Al final del corto terraplén aguarda el campamento agrícola donde jóvenes de preuniversitario realizan su etapa de escuela al campo, allá por el centro del archipiélago.
Fresca brisa, noche de radiante luna, ambiente de alegría, padres que llegan para ver a sus hijos, hijos que corren en busca del abrazo, golosinas que vienen como anillo al dedo del paladar, anécdotas del acontecer, ocurrente “piquete” disputándose el triunfo sobre las combinaciones de un dominó…
Entonces, inevitablemente, acuden a la memoria aquellas jornadas de escuela al campo, cuando los ahora padres, e incluso abuelos, permanecíamos durante 45 días en campamentos similares: muchas veces en grandes casas de tabaco en cuyo interior el cuje y la aromática hoja daban paso a un verdadero semillero de literas, latas y cubos para el aseo personal, “maletas de palo”, mosquiteros para contrarrestar el aguijonazo del díptero, latas de leche condensada hervida, tostadas de pan, bates, guantes y balones para la recreación…

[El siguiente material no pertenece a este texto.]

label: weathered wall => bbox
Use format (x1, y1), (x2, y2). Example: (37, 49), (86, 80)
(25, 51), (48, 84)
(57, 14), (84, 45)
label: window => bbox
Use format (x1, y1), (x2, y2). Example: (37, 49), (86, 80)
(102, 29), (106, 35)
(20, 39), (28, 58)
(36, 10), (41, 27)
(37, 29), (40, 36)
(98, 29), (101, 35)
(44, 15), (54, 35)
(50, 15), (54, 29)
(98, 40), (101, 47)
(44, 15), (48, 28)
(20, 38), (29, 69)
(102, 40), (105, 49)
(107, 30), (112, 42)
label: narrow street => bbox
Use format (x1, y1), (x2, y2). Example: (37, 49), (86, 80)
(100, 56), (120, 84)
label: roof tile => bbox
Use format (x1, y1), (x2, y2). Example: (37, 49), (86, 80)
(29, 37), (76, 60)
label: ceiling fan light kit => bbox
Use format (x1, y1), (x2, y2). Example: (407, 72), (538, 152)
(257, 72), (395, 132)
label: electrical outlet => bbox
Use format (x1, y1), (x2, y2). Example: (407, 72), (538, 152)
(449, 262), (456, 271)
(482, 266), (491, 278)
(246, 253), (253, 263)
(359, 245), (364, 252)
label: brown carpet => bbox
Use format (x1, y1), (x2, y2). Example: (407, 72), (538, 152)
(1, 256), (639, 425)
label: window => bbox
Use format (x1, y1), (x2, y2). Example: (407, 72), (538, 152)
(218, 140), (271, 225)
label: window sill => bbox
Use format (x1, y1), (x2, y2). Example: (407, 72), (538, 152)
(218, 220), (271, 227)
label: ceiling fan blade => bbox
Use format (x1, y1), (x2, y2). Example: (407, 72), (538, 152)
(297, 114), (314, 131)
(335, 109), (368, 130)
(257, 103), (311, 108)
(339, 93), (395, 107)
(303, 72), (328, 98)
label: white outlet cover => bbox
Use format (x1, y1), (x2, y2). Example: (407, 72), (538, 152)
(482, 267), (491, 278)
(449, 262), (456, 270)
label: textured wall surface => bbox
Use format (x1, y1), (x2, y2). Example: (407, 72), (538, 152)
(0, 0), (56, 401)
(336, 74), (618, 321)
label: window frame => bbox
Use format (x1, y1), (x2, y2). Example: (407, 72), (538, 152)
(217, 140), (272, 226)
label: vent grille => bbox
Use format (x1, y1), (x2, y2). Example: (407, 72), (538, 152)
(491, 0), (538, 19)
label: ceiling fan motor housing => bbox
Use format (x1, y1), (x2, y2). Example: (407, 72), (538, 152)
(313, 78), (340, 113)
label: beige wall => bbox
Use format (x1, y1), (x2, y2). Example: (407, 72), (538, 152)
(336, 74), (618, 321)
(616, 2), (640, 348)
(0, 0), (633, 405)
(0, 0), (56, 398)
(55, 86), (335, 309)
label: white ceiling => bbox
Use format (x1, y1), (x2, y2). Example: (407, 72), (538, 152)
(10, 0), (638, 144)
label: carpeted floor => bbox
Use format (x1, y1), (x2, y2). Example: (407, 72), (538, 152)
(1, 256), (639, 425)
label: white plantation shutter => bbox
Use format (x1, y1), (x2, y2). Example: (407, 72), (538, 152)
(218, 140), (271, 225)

También permanece en el recuerdo el agotamiento con que solíamos caer en la litera, luego de una doble e intensa jornada de trabajo, en que profesores y guías de campo no perdían ni pie ni pisada durante las labores.
Remembranzas así inundan mi cabeza cuando una palabra de inaceptable y feo calibre me perfora el tímpano.
La palabrota ha salido de la garganta de uno de los estudiantes que juegan dominó, a quien otro —de los curiosos que observa— le sube la parada verbal. Por respuesta solo hay carcajadas. A todas luces, ambas obscenidades son —y tienden a ser cada vez más— “algo normal”, incluso entre muchachitas.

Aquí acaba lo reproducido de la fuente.